Please help me with the following python pandas practice! Will
rate good answers!
.
Q3.
From what you see in the histogram above, does the convenience
sample give us an accurate picture of points for the full
population of NBA players? Would you expect it to, in general?
Select from the following answers.
1. Yes. The sample is large enough, so it is an accurate
representation of the population.
2. No. The sample is too small, so it won't give us an accurate
representation of the population.
3. No. But this was just an unlucky sample, normally this would
give us an accurate representation of the population.
4. No. This type of sample doesn't give us an accurate
representation of the population.
Producing simple random samples
Often it's useful to take random samples even when we have a
larger dataset available. One reason is that it can help us
understand how inaccurate other samples are.

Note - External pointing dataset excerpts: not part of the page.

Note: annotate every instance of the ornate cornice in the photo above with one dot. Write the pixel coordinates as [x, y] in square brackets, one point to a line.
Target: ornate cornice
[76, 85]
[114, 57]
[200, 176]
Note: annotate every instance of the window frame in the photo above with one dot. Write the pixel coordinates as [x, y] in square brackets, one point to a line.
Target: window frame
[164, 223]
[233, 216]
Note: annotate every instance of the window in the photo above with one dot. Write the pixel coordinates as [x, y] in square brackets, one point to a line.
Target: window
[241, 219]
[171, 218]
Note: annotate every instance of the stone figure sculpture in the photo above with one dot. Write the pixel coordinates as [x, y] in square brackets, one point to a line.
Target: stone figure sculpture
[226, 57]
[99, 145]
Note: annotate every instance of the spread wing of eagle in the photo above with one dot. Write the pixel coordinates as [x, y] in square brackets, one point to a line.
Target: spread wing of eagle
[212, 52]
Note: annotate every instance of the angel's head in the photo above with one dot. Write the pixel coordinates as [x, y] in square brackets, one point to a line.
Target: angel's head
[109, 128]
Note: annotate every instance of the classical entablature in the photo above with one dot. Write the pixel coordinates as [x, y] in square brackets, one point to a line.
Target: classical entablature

DataFrames provide the method `sample()` for producing simple
random samples. Note that its default is to sample **without**
replacement.
Q4.
Produce a simple random sample *without replacement* of size 67
from `full_data`. Run your analysis on it again, and store the
resulting array of mean `'Points'` and mean `'Salary'` in
`my_small_stats`.
code: my_small_stats = ...
Run the cell containing `my_small_stats` several times to get
new samples and new sample means.
Are your results similar to those in the small sample we
provided you? Do things change a lot across separate samples?
Select from the following answers.
1. The results are very different from the small sample, and
don't change at all across separate samples.

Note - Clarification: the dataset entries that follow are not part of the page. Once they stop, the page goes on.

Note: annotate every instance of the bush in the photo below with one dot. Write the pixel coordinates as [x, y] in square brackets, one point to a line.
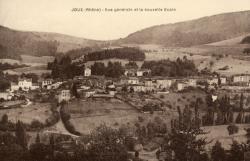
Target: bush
[35, 124]
[140, 118]
[232, 129]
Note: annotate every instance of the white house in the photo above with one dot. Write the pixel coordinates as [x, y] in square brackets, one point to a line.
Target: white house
[223, 80]
[163, 83]
[46, 83]
[25, 84]
[87, 72]
[6, 95]
[181, 86]
[241, 78]
[192, 82]
[148, 83]
[64, 95]
[137, 88]
[142, 72]
[133, 80]
[89, 93]
[212, 81]
[14, 86]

2. The results are not at all different from the small sample,
and change a bit across separate samples.
3. The results are somewhat different from the small sample, and
change a bit across separate samples.
4. The results are not at all different from the small sample,
and don't change at all across separate samples.
Q5.
Similarly, create a simple random sample *without replacement*
of size 175 from `full_data` and store an array of the sample's
mean `'Points'` and mean `'Salary'` in `my_large_stats`.
code: my_large_stats = ...
Run the cell containing `my_large_stats` many times.
Do the histograms and mean statistics seem to change more or
less across samples of this size than across samples of size 56?
And for which variable are the sample means and histograms closer
to their true values – `'Points'` or `'Salary'`? Assign either 1,
2, 3, 4, or 5 to the variable `sampling_q5` below.
Is this what you expected to see?
1. The statistics change *less* across samples of this size than
across smaller samples. The statistics are closer to their true
values for `'Points'` than they are for `'Salary'`.
2. The statistics change *less* across samples of this size than
across smaller samples. The statistics are closer to their true
values for `'Salary'` than they are for `'Points'`.
3. The statistics change *more* across samples of this size than
across smaller samples. The statistics are closer to their true
values for `'Points'` than they are for `'Salary'`.
4. The statistics change *more* across samples of this size than
across smaller samples. The statistics are closer to their true
values for `'Salary'` than they are for `'Points'`.
5. The statistics change an *equal amount* across samples of
this size as across smaller samples. The statistics for `'Points'`
and `'Salary'` are *equally close* to their true values.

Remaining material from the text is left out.